LONDON, Nestlé investors are pressing chairman Paul Bulcke to resign following the departure of a second chief executive in just over a year, the Financial Times (FT) reported.
Shareholders told FT that the dismissal of former chief executive Laurent Freixe — and the handling of investigations into his conduct — deepened their concerns about governance at the Swiss food giant and raised doubts over Bulcke’s leadership.
“I don’t think Bulcke will move on before April, but he should have left when Mark Schneider was forced out,” Alexandre Stucki, founder of AS Investment Management, which represents Nestlé’s founding family investors, told FT. Nestlé did not immediately respond to Reuters’ request for comment.
Freixe was dismissed in early September for failing to disclose a romantic relationship with a subordinate. His removal came a year after predecessor Schneider’s sudden departure and just months after Bulcke announced plans to step down in 2026.
Schneider, who joined in 2017 as only the second outsider to lead Nestlé, spearheaded acquisitions and pushed for higher-margin products. However, he reportedly clashed with the group’s consensus-driven culture as growth slowed, prompting his exit.
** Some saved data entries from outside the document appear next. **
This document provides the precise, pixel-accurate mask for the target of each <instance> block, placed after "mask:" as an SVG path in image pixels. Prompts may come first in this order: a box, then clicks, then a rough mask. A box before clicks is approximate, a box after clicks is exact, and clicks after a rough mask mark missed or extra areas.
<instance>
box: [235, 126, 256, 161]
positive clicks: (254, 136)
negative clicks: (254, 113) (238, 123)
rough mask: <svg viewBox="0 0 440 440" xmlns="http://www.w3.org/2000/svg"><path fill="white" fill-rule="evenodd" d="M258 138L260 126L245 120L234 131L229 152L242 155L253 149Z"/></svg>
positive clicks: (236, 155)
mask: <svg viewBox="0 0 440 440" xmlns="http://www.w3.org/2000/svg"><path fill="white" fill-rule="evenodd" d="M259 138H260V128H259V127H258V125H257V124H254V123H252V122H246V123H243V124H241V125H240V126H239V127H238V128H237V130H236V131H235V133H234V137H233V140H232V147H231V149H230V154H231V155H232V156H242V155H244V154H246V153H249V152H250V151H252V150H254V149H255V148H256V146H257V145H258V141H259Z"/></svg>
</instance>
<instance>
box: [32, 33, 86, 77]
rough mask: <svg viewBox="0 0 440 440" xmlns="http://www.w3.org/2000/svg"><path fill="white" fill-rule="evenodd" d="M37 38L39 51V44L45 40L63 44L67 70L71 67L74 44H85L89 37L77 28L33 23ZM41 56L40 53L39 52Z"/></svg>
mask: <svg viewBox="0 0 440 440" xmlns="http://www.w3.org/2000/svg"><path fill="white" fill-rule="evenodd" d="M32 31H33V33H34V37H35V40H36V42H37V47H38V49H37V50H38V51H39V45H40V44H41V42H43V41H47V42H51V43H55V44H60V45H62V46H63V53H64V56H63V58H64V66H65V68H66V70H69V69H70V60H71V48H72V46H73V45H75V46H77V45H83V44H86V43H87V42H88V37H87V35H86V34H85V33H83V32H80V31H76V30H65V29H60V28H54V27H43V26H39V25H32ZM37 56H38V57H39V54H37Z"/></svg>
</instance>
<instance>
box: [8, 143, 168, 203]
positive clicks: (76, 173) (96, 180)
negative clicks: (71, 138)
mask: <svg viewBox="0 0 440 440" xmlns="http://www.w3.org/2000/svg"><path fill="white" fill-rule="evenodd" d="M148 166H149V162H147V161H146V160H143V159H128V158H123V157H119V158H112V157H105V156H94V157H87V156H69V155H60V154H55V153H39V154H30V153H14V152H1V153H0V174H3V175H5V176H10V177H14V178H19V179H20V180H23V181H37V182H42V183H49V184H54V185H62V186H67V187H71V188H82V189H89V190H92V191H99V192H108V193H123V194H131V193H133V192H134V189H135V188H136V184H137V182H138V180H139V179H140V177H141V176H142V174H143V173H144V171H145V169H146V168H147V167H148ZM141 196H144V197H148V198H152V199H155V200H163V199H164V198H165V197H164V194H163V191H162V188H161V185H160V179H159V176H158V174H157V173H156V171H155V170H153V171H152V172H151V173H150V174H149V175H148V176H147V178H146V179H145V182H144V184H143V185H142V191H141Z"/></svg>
A Nestlé spokesperson told FT that the departures of Freixe and Schneider were unrelated, and that Freixe’s actions amounted to a clear breach of the company’s code of conduct.
Bulcke, a 70-year-old Belgian-Swiss, has been chairman since 2017 after serving as chief executive from 2008 to 2016. However, investor confidence has waned amid doubts about Nestlé’s post-pandemic recovery. Sales volumes fell in 2023 as the company raised prices to counter rising input costs. In April, Bulcke was re-elected with 84.8% shareholder support — down from nearly 96% when he first secured the role in 2017.